Mary Anthony, general manager of Subaru of Wyoming Valley on Route 315, said her customers and employees wrote 80 notes of hope and encouragement. Notes with messages like “Never Give Up,” “Get Well Soon,” and “HOPE — Have Only Positive Expectations.”
“This is awesome,” said Pelliccioni. “My treatment has been going well, but to receive something like this is just awesome. And to know that there are people out there who really care about what people like me are going through really makes us feel better.”
Pelliccioni said he has plenty of motivation to get through his battle — he has two sons, ages 35 and 32, and three granddaughters. And Pelliccioni said he has a couple of other “angels” in his life — Robert and Melanie Ashford — who he lives with on Orchard Street.
“They opened their home to me,” Pelliccioni said. “I was living alone. When they found out I needed to be with people at home during my treatment, they invited me to stay with them. They are much more than friends, they are family.”
The Ashfords were with Pelliccioni for his treatment Friday.
“He is amazing,” Melanie said of Pelliccioni. “We honestly believe that if someone is in need, it’s important to reach out and help. Ricky is very high-spirited and he needed help so we opened our doors.”
The Ashfords are planning a benefit to help Pelliccioni. It’s set for Aug. 25 at the Tilbury Fire Hall in Plymouth Township. For more information, go to either Robert Ashford or Melanie Ashford’s page on Facebook.
‘Feels wonderful today’
Subaru’s Mary Anthony said the annual project is one that she and her staff look forward to every year.
“You don’t walk out of here the same as when you walked in,” Anthony said. “This really is a life-changing experience. Just to see the smiles on the patients’ faces is so rewarding.”
She added: “Everybody connected to this project feels wonderful today.”
Dr.

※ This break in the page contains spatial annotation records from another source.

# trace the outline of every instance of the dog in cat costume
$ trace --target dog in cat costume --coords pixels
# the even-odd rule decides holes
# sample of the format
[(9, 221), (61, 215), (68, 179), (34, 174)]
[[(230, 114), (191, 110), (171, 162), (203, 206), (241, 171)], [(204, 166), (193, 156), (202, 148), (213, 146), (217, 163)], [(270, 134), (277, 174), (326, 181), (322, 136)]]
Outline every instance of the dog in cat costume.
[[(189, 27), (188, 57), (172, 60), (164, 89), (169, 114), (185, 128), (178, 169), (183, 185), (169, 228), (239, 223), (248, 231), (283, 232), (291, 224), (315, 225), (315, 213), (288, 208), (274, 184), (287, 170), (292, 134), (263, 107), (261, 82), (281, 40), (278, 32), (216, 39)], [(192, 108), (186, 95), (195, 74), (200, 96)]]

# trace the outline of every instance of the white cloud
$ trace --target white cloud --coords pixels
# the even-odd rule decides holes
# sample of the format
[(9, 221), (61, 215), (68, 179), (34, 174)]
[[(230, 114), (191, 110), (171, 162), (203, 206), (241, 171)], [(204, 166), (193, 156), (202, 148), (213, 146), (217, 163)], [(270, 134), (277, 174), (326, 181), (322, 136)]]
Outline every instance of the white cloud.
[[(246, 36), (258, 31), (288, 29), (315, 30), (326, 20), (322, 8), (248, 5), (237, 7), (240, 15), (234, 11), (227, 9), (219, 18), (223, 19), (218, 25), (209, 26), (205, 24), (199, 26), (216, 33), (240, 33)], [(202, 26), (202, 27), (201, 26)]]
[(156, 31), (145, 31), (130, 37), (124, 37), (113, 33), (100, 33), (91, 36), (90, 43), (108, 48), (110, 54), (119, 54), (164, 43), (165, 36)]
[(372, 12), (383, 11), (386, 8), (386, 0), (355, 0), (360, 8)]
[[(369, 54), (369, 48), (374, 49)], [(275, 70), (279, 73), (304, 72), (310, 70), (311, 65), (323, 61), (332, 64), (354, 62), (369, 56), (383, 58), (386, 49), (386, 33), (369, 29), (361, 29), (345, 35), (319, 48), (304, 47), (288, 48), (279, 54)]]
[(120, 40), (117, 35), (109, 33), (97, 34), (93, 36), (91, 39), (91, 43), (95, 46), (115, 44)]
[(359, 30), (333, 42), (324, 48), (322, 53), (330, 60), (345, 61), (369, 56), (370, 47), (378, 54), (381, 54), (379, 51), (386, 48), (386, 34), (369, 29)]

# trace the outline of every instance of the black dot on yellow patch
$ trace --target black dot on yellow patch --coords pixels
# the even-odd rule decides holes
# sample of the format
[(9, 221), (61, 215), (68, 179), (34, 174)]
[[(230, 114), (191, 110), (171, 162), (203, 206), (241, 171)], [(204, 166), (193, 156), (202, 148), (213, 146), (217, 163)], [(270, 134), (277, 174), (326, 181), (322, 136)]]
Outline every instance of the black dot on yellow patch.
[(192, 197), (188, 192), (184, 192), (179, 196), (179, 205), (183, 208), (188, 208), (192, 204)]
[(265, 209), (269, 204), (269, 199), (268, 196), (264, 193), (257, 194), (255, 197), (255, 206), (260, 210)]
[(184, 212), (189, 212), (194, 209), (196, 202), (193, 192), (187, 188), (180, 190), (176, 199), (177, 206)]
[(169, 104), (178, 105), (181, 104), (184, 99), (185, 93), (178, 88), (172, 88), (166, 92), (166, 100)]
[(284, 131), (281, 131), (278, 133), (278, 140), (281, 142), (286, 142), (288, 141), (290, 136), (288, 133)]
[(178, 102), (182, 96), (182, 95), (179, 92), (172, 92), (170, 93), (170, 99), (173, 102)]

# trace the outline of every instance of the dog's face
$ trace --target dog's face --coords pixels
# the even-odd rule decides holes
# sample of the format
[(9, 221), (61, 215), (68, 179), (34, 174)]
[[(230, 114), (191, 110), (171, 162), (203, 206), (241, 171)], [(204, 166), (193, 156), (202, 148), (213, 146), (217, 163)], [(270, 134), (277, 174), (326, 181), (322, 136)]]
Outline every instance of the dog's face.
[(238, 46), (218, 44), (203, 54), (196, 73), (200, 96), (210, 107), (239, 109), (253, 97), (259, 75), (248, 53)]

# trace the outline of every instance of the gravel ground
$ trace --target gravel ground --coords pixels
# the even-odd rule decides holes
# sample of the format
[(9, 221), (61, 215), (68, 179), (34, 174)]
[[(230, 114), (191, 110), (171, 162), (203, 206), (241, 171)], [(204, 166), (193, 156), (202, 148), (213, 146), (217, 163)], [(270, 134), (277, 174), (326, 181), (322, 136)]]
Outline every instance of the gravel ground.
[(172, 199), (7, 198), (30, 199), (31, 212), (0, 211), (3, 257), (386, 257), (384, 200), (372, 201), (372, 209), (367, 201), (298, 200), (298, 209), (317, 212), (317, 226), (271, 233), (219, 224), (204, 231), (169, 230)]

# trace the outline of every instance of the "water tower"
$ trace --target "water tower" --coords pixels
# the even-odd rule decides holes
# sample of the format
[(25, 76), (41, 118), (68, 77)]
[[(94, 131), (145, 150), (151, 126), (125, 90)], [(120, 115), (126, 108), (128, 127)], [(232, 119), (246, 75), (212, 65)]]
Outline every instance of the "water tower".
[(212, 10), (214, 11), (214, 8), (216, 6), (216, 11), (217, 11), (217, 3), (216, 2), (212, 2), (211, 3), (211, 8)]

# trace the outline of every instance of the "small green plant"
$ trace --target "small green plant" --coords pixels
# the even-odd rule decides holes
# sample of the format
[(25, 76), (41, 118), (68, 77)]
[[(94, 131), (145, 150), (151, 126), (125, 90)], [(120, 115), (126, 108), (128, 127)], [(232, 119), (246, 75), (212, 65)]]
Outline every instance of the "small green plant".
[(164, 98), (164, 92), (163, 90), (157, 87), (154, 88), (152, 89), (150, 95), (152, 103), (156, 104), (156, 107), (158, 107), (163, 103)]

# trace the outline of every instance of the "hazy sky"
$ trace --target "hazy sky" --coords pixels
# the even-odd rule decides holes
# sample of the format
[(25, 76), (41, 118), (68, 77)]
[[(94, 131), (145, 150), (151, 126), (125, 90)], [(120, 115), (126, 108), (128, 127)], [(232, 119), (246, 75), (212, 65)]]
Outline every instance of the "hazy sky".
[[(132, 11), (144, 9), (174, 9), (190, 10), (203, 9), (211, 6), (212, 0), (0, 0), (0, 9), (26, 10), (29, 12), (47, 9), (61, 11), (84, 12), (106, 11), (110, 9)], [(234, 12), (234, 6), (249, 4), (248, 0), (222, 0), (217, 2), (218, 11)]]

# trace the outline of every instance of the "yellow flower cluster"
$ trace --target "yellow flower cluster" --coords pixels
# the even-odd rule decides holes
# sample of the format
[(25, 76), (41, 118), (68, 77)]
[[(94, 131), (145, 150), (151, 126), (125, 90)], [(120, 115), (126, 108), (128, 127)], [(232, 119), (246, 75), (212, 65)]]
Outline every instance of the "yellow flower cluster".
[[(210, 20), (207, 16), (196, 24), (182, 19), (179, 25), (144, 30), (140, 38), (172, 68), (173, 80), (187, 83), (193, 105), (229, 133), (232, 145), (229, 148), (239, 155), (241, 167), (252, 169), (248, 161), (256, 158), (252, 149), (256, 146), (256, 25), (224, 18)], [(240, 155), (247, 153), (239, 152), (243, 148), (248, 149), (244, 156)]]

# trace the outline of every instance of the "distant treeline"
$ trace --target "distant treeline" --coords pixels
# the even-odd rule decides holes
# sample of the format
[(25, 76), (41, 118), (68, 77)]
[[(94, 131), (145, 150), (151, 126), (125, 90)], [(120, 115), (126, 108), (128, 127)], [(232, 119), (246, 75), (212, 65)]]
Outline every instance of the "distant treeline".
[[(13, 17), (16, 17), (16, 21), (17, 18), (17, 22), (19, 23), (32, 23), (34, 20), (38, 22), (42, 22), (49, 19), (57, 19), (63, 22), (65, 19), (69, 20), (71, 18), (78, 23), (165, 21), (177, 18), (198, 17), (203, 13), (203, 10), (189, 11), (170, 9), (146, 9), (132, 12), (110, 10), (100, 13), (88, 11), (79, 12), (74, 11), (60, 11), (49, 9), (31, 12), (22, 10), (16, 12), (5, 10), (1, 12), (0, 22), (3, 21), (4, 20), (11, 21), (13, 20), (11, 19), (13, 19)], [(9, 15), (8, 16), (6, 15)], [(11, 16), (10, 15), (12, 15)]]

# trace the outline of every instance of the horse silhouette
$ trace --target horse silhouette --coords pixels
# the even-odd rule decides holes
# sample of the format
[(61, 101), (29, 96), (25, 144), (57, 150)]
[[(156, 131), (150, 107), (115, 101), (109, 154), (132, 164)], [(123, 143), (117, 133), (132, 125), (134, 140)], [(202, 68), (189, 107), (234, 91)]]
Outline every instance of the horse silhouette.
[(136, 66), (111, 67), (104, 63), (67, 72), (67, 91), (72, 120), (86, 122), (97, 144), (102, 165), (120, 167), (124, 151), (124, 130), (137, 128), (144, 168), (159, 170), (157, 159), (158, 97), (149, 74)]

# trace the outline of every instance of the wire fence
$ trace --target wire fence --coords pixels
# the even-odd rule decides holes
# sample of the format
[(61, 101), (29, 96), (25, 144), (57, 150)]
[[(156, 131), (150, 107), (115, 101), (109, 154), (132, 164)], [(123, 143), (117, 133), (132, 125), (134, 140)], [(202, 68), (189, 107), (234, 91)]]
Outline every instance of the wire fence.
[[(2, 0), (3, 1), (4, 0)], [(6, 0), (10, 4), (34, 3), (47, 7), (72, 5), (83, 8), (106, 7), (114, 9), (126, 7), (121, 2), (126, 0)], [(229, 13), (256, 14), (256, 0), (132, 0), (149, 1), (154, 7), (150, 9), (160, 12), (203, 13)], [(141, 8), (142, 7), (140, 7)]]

Soumit Basu, Northeast Regional Director of Geisinger’s cancer care, said Friday’s event was much more than a blanket and a note.
“It’s the show of support from the community for the patients,” Basu said. “It tells the patients that they are not alone in this — that there are people in the community who care about them and want to do what they can to make them feel better.”
Basu said receiving a blanket and a note improves a patient’s attitude, making them want to try harder to get better.
Ellen Rubesin, executive director of The Leukemia & Lymphoma Society for Eastern Pennsylvania, said the goal of the project is to help patients.
“It’s very important to the patients to know that there are helping hands out there,” Rubesin said. “Getting a blanket and a personal note shows them that people care and that makes them feel good.”
Mary Thiemann, 88, of Hanover Township, was receiving treatment for a blood disorder when she received her blanket and personal note.
“I’m always cold, so this is good,” Thiemann said. “This is the kind of thing that I will always remember.”
Thiemann’s son, Bob, of Nanticoke, said his mother is a breast cancer survivor and she has been coming to Geisinger for eight years for treatment.
“She says it gets her out of the house,” he said. “She said it’s like a home atmosphere here. This was really nice to bring these blankets and notes to the patients.”